With Application Security, the number of Datadog products with individual pricing has expanded to 15. This has grown by 50% from 10 top-level monetized products at the beginning of 2021. As investors know, Datadog has a strong customer expansion motion in continually growing the number of product subscriptions per customer. Leadership provides updates each quarter on the percentage of customers using 2 or more, 4 or more and most recently 6 or more products (already at 10%, up from 3% a year prior). These subscription increases drive Datadog’s phenomenally high dollar-based net retention rate above 130%. Combined with their sustained addition of new customer accounts, we can understand how Datadog has been able to maintain elevated revenue growth.

In the upcoming earnings report for Q1, we should get more data points on security product uptake and the durability of revenue growth in general. While there may be some volatility due to macro effects, I think that Datadog’s strategy of continually expanding customer counts, product uptake and the total number of products offered will bear fruit. This is the crux of their go-to-market motion.
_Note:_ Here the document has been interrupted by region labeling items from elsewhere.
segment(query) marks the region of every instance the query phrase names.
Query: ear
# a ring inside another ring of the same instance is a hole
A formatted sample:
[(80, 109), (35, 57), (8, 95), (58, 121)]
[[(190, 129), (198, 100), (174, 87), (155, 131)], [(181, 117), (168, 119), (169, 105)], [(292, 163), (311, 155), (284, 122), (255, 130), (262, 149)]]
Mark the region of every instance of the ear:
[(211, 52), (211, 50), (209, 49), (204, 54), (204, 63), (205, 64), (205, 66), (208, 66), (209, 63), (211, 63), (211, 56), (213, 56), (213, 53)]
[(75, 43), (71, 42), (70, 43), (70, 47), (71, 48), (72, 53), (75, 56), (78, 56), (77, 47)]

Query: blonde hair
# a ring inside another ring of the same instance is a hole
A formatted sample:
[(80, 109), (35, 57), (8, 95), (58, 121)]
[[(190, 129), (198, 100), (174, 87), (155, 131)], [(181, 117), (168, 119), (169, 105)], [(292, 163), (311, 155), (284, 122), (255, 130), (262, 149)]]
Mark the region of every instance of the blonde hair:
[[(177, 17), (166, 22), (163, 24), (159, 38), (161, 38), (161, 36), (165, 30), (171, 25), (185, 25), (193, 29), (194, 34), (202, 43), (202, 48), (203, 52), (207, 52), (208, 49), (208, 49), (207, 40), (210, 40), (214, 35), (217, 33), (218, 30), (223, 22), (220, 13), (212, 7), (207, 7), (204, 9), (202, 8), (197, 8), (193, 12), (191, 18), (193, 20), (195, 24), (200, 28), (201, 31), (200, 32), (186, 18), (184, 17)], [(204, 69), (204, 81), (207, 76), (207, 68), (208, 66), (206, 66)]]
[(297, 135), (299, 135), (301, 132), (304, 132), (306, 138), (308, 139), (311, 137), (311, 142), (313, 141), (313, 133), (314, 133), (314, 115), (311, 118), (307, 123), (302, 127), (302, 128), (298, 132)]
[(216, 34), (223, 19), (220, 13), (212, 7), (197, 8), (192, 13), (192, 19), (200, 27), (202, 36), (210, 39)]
With “observability” generalizing into the idea of monitoring any system, security was a natural extension beyond application, log and infrastructure monitoring. Datadog likely has other enterprise systems that could benefit from being made more “observable”, whether in business performance, financial operations or organizational effectiveness. These could represent new growth opportunities for Datadog to expand their addressable market further.

NOTE: This article does not represent investment advice and is solely the author’s opinion for managing his own investment portfolio. Readers are expected to perform their own due diligence before making investment decisions. Please see the Disclaimer for more detail.